Bagan became a central powerbase of the mid 9th century under King Anawratha, who unified Burma under Theravada Buddhism. It is estimated that as many as 13,000 temples and stupas once stood on this 42-sq km plain in central Myanmar, and Marco Polo once described Bagan as a "gilded city alive with tinkling bells and the swishing sounds of monks' robes". Approximately 2,200 remain today, in various states of disrepair. Some are large and well maintained, such as the Ananda Pahto, others are small tumbledown relics in the middle of overgrown grass. All, however, are considered active sacred sites, so when visiting roaming among the stupas, feel free to show off all your best behavior.
Bagan's golden age ended in 1287 when the Kingdom and its capital city was invaded and sacked by the Mongols. Its population was reduced to a village that remained amongst the ruins of the once larger city. In 1998, this village and its inhabitants were forcibly relocated a few kilometers to the south of Bagan, forming "New Bagan" where you will find accommodation in its handful of cheap, quaint, clean hotels and religious centers.
Despite the majesty and importance of Bagan, Unesco has failed to include it on its world heritage site, because it says some temples were rebuilt in an ''un-historic'' way. Nonetheless, the site is arguably as impressive as the Pyramids of Egypt: a dry, vast open landscape dominated entirely by votive architecture.
When entering Bagan you pass through a ticket booth where you present your passport and purchase a US$10 ticket valid for your entire stay (March 2008). These passes are also needed for accommodation as hotels and hostels take down the ticket number when you check in.
Staff at the ticket booths round out their salaries by selling pirate copies of George Orwell's "Burmese Days" for around US$5.
'''SAFETY RECORDS'''
Founded in 2004, Air Bagan had its only accident when an ATR had to abort take-off on 19/02/08: 57 passengers with zero fatalities.
Founded in 1994, Air Mandalay has had no accidents so far.
Founded in 1943, Myanmar Air has had 132 accidents; 98 of the accidents are attributable to the US Army Air Force, the Royal Air Force and wartime twin-engine cargo flights into China. Since 1999, Air Myanmar has had only two accidents, one of which is the Air Bagan F-28 cited above because Air Bagan is a subsidiary of Myanmar Air. See http://aviation-safety.net/database/dblist.php?Country=XY for the full list. The airline had a streak of accidents 11 years ago, but has since cleaned up its act.
All data is from the Flight Safety Foundation as at Dec 1 2008.

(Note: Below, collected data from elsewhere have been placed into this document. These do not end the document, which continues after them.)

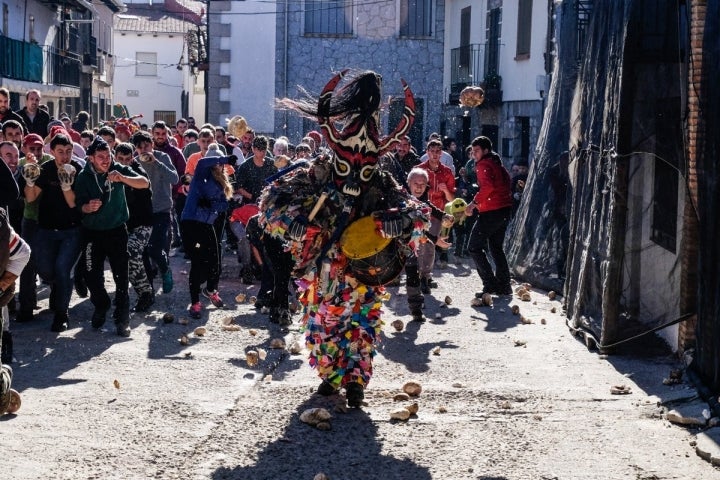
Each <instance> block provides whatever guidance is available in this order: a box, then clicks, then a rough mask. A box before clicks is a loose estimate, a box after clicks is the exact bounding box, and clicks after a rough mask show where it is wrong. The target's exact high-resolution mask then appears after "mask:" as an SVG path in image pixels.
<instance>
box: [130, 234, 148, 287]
mask: <svg viewBox="0 0 720 480" xmlns="http://www.w3.org/2000/svg"><path fill="white" fill-rule="evenodd" d="M152 228H153V227H151V226H147V225H141V226H139V227H135V228H133V229H132V230H130V231H129V232H128V278H129V279H130V285H132V286H133V288H134V289H135V291H136V292H137V294H138V295H142V294H152V291H153V289H152V286H151V285H150V282H149V281H148V277H147V272H146V271H145V264H144V263H143V252H144V251H145V247H146V246H147V244H148V239H149V238H150V235H151V232H152Z"/></svg>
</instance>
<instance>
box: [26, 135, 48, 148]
mask: <svg viewBox="0 0 720 480" xmlns="http://www.w3.org/2000/svg"><path fill="white" fill-rule="evenodd" d="M23 145H25V146H26V147H42V146H43V145H45V142H43V140H42V137H41V136H40V135H38V134H37V133H29V134H27V135H25V138H24V139H23Z"/></svg>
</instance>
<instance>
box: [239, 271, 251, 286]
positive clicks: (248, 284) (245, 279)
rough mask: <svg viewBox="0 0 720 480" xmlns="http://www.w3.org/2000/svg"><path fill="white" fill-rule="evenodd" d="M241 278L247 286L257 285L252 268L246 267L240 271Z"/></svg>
mask: <svg viewBox="0 0 720 480" xmlns="http://www.w3.org/2000/svg"><path fill="white" fill-rule="evenodd" d="M240 278H242V282H243V284H245V285H252V284H253V283H255V275H253V273H252V268H248V267H245V268H243V269H242V270H240Z"/></svg>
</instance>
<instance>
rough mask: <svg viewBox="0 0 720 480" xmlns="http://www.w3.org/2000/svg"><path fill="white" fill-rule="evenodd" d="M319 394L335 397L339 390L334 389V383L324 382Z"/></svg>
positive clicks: (326, 396)
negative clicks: (337, 392)
mask: <svg viewBox="0 0 720 480" xmlns="http://www.w3.org/2000/svg"><path fill="white" fill-rule="evenodd" d="M318 393H319V394H320V395H322V396H324V397H328V396H330V395H335V394H336V393H337V389H336V388H335V387H333V385H332V383H330V382H328V381H326V380H323V381H322V383H321V384H320V386H319V387H318Z"/></svg>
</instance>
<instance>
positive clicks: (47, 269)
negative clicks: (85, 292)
mask: <svg viewBox="0 0 720 480" xmlns="http://www.w3.org/2000/svg"><path fill="white" fill-rule="evenodd" d="M80 242H81V237H80V227H75V228H68V229H67V230H49V229H45V228H39V229H38V231H37V235H36V236H35V245H36V246H42V248H36V249H34V252H35V266H36V267H37V272H38V274H39V275H40V276H41V277H42V278H43V279H44V280H45V281H47V282H49V283H50V284H51V285H52V289H51V293H50V295H51V296H52V297H53V299H54V302H53V303H54V305H53V306H54V309H55V313H56V314H57V313H59V314H67V311H68V306H69V305H70V296H71V295H72V289H73V279H72V276H73V267H74V265H75V262H77V260H78V254H79V253H80V246H81V243H80Z"/></svg>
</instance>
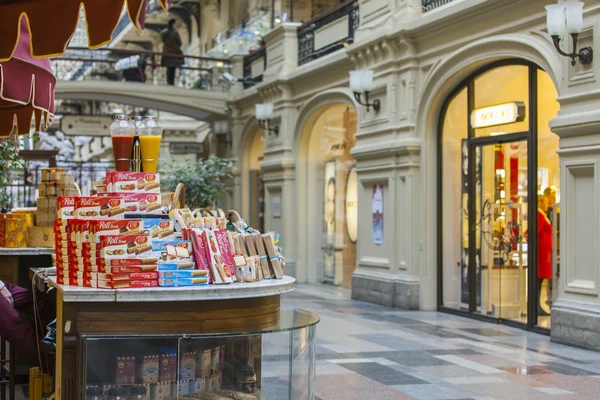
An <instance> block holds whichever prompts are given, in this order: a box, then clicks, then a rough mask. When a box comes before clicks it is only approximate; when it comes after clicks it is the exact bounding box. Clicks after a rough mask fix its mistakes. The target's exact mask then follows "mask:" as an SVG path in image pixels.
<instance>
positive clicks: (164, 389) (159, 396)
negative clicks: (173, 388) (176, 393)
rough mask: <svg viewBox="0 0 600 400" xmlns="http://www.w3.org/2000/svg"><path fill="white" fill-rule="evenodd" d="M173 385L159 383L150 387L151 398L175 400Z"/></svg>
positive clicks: (176, 395)
mask: <svg viewBox="0 0 600 400" xmlns="http://www.w3.org/2000/svg"><path fill="white" fill-rule="evenodd" d="M173 386H174V385H173V384H171V382H159V383H158V384H156V385H150V398H151V399H152V400H173V397H174V395H175V396H177V394H176V393H175V394H173V393H172V389H173Z"/></svg>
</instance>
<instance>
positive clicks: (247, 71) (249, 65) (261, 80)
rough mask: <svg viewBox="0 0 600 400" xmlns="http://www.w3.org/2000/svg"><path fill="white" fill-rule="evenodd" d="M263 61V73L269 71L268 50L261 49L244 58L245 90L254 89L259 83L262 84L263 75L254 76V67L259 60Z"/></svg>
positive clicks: (265, 48) (263, 48)
mask: <svg viewBox="0 0 600 400" xmlns="http://www.w3.org/2000/svg"><path fill="white" fill-rule="evenodd" d="M261 59H262V60H263V71H264V70H265V69H267V48H266V47H264V46H263V47H261V48H260V49H258V50H256V51H254V52H252V53H250V54H248V55H247V56H246V57H244V89H247V88H249V87H252V86H254V85H256V84H257V83H259V82H262V78H263V75H262V74H260V75H257V76H252V65H253V64H254V63H255V62H256V61H259V60H261Z"/></svg>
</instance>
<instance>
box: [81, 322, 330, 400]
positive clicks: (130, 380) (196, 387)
mask: <svg viewBox="0 0 600 400" xmlns="http://www.w3.org/2000/svg"><path fill="white" fill-rule="evenodd" d="M242 321H243V319H242ZM173 322H174V323H177V321H173ZM318 322H319V318H318V317H317V316H316V315H315V314H312V313H310V312H307V311H303V310H285V311H281V312H280V318H279V320H278V321H277V322H275V323H270V324H267V325H262V326H253V327H245V326H240V327H237V328H231V329H226V330H225V332H219V333H214V334H198V335H194V334H192V335H189V334H188V335H183V334H182V335H166V336H156V335H152V336H150V335H131V336H121V335H111V336H102V335H94V336H88V335H85V334H82V335H81V342H82V347H83V349H82V350H83V352H82V354H83V371H82V373H83V379H84V382H85V387H82V391H84V392H85V393H82V398H84V399H98V400H99V399H102V400H108V399H110V400H115V399H123V400H125V399H126V400H129V399H152V400H172V399H213V400H225V399H242V400H245V399H247V400H255V399H256V400H258V399H313V398H314V394H313V392H314V376H315V329H316V324H317V323H318ZM198 324H199V326H200V325H201V324H202V321H198Z"/></svg>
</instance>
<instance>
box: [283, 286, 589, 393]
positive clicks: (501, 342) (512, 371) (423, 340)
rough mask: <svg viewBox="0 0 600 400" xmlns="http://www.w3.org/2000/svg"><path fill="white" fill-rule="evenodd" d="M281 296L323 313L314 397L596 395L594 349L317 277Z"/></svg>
mask: <svg viewBox="0 0 600 400" xmlns="http://www.w3.org/2000/svg"><path fill="white" fill-rule="evenodd" d="M282 299H283V304H282V307H283V308H303V309H306V310H309V311H312V312H315V313H317V314H318V315H319V316H320V317H321V322H320V323H319V324H318V325H317V346H316V347H317V360H318V361H317V374H316V375H317V377H316V394H317V399H321V400H338V399H339V400H349V399H360V400H368V399H377V400H384V399H428V400H429V399H431V400H433V399H440V400H441V399H445V400H450V399H481V400H483V399H486V400H488V399H568V398H570V399H598V398H600V353H595V352H591V351H585V350H581V349H577V348H573V347H569V346H563V345H559V344H556V343H551V342H550V338H549V337H547V336H543V335H539V334H535V333H529V332H526V331H523V330H520V329H515V328H510V327H507V326H503V325H495V324H490V323H486V322H479V321H475V320H472V319H469V318H465V317H457V316H453V315H449V314H443V313H436V312H417V311H414V312H411V311H400V310H396V309H390V308H386V307H381V306H376V305H372V304H368V303H363V302H359V301H353V300H351V299H350V291H348V290H344V289H341V288H334V287H330V286H325V285H298V287H297V290H296V291H295V292H293V293H290V294H287V295H285V296H283V298H282Z"/></svg>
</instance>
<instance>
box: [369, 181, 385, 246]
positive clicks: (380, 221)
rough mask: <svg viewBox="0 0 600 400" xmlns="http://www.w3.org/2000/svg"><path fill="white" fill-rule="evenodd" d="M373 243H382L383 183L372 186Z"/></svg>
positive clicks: (382, 240) (382, 242)
mask: <svg viewBox="0 0 600 400" xmlns="http://www.w3.org/2000/svg"><path fill="white" fill-rule="evenodd" d="M371 201H372V204H371V206H372V211H373V244H383V185H374V186H373V197H372V199H371Z"/></svg>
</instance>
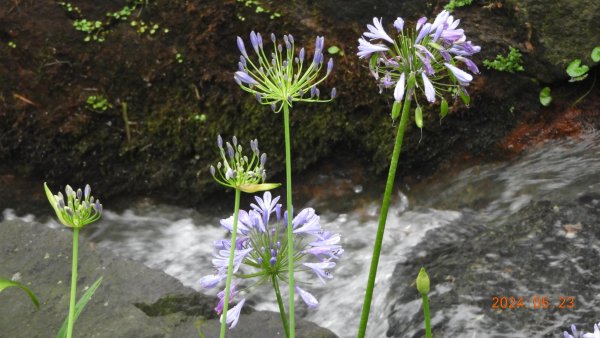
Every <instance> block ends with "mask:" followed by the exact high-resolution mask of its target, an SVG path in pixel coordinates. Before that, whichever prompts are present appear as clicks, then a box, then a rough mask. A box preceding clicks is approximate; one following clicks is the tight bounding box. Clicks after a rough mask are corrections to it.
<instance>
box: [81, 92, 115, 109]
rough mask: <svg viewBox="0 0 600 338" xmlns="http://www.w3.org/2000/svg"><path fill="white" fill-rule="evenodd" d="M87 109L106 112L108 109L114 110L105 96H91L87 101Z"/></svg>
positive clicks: (91, 95) (88, 98)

There is a direct train service running from Mandalay to Bagan. Third-class tickets are available directly at the railway station and cost US$4 USD (March 2008). They may refuse kyat.
Third class is rough, however. Most train routes in Myanmar are fairly nice, however when going on the Mandalay/Bagan route expect the train to be incredibly crowded. You will also have limited room to store your stuff, as well as cramped uncomfortable sitting conditions.
Comfortable bus links to Mandalay are also available for US$8 one way.
Bagan offers lacquerware, cloth paintings, T-shirts and other handicrafts. As elsewhere in Asia, it is "friendly" to grant a client 10% off. If you probe further, remember to always keep the bargaining friendly and to know when to stop eroding the seller's margin.
There are many places to eat in Old Bagan serving the traditional Burmese dishes, especially good old noodle soup. Some of the buffets are excellent; for about USD 1.50 you can eat to your heart's content from literally dozens of different traditional dishes, brought straight to your table.
One of the best restaurants in Bagan is Mahar Bagan (Khayee Road, Khan Laung Quarter, New Bagan). Mahar Bagan has a cheerful and friendly owner who speaks great English and seems happy to indulge customers in stories about the area. The menu consists primarily of Chinese-style dishes. The restaurant does serve up an excellent array of traditional Burmese food, but you have to drop by 4-5 hours in advance to let them know your order, as most Burmese dishes take a long time to prepare.
Thasin Hotel. Bungalows and rooms overlooking a (rebuilt) pagoda. There is also a salon, expensive internet access, a limited library, billiards, a scenic pool, and a nice breakfast room. Mid-range prices in the summer, may be more expensive during the year.